- Year of CyberConvergence. 2019 will be the year of CyberConvergence where people begin to recognize that embedding security into a complete data security solution vs. bolting it on creates a more secure, cost effective, and easier to manage solution. It is the only way to address data security. Converged solutions revolutionize industries. The iPhone converged mobile computing, telephones and cameras and the world has never been the same.
- Encryption for Data-at-Rest adds value, not just for compliance. People have been worried about data privacy and have moved to ensure their communications have been encrypted with SSL but there is a surge in movement to encrypt data-at-rest with FIPS validated encryption. The big driver is regulation and associated fines for data exposure.
- Focus on security beyond the network. When people think about cybersecurity or look at Gartner Magic Quadrants, they are saturated with network security solutions like firewalls, intrusion detection and client endpoint solutions. However, they aren’t focused on the center or the heart of the data center.
- FPGAs will become a conversation piece like GPUs for Artificial Intelligence. Analysts and architects are going to realize that FPGAs can be more cost effective and power efficient for several tasks within the AIML activities including inferencing, computer vision and search.

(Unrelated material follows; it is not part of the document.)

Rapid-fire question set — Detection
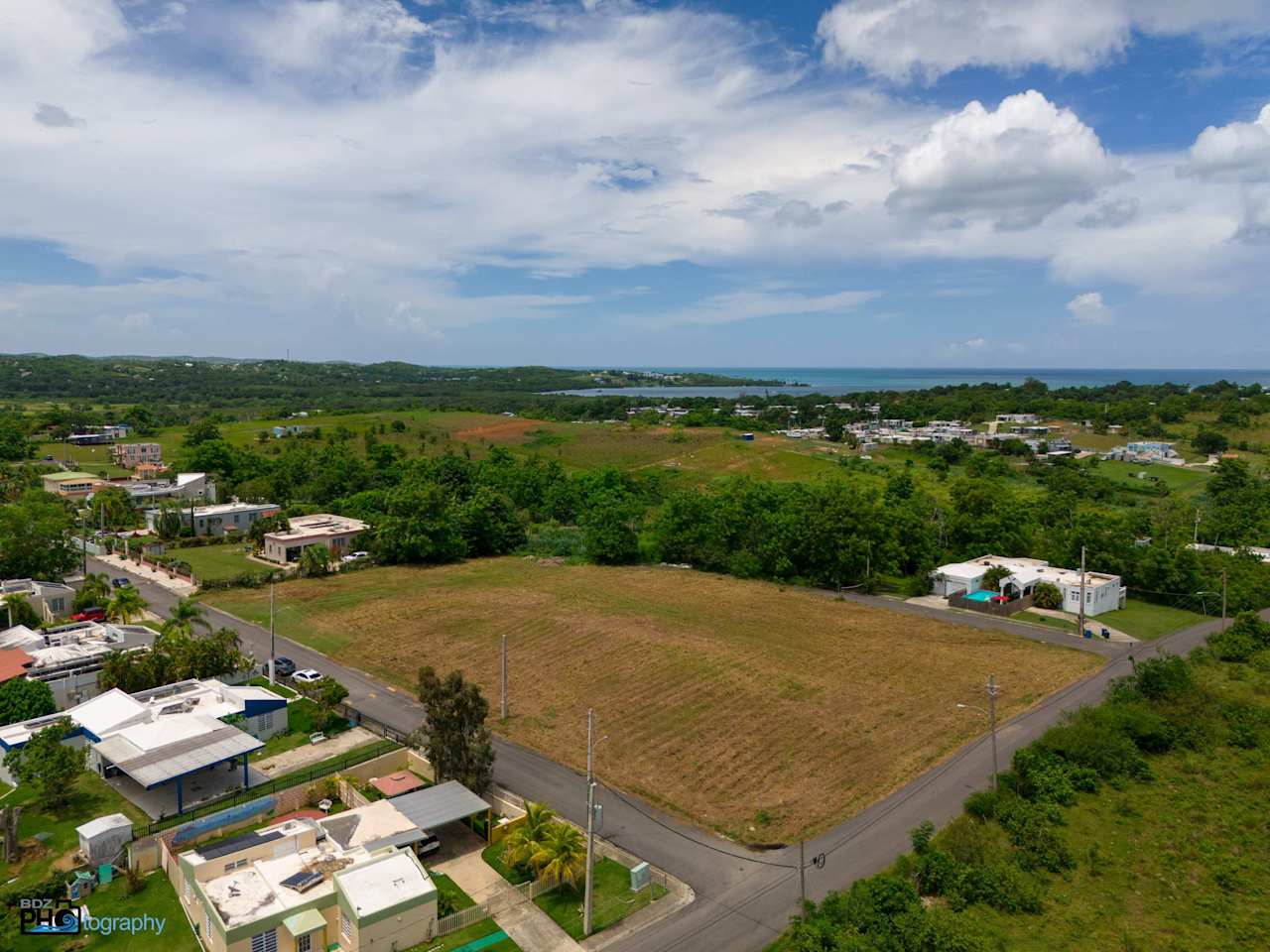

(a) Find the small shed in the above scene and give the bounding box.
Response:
[75,813,132,866]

- Cloud Rebalance. A lot of organizations are recognizing they aren’t getting the savings they expected from cloud solutions with perpetual monthly bills. There will be a hybrid cloud shift from a heavy cloud footprint to a heavier on premises footprint. People will by no means abandon the cloud, but they will use a better strategy for determining what workloads should go to the cloud and what workloads should be on company owned infrastructure.
- Compliance Bites. Nobody Likes an audit and in the age of continuous compliance organizations need a new way to show they comply and answer audit requests in a way that doesn’t require days of IT staff. Organizations will begin to spend on technology solutions that monitor compliance for them and enable quick reporting to satisfy internal and external audit requirements.

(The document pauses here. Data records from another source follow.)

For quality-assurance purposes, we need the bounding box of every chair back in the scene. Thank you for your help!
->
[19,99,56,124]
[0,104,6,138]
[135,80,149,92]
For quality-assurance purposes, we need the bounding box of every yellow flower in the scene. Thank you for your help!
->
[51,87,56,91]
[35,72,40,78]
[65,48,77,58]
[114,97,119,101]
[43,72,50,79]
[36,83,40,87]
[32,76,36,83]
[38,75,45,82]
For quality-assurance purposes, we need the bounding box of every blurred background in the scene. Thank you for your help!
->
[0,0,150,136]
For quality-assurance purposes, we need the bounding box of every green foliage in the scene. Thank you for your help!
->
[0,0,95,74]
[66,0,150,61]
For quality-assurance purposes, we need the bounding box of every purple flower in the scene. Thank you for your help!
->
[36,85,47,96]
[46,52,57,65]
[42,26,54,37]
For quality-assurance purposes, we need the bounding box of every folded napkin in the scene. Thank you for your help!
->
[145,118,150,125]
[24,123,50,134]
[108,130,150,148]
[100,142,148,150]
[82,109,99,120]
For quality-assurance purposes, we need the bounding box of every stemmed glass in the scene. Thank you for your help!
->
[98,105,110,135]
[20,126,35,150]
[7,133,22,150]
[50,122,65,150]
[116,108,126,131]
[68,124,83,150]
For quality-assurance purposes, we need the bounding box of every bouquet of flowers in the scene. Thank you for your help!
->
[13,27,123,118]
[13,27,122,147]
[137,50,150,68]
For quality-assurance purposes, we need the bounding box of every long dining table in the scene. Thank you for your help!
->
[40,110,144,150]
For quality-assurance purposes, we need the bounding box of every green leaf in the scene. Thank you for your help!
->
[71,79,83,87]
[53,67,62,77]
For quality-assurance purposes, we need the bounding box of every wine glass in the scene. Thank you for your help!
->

- Blockchain will find a place but it is going to be for international consortiums. Blockchain has a few interesting features to it but the most valuable feature is distributed trust. Given the current environment and state of blockchain technologies it makes the most sense to be used with critical data shared among a group with limited trust. So, if you look across what groups are most likely to implement this it is an international consortium or group of governments where they need to share or collaborate but have limited trust bilaterally. An example would be the supply chain for regulated materials.
- More nation state sponsored cyber-attacks on commercial entities in pursuit of their national goals. Countries are training armies of cyber warriors just like they train elite special forces to operate behind enemy lines. It is hard for people not involved with this to imagine it because unlike traditional soldiers they don’t have parades to show off force and they never have to enter a physical battlefield where they can be captured. Stealing data on technology plans and people is a strategic goal of countries looking to advance their capabilities.
- At least one more big supply chain story like the Bloomberg Supermicro story. Heightened awareness will cause people to recognize these supply chain anomalies and put more detection programs followed by supply chain mitigation programs.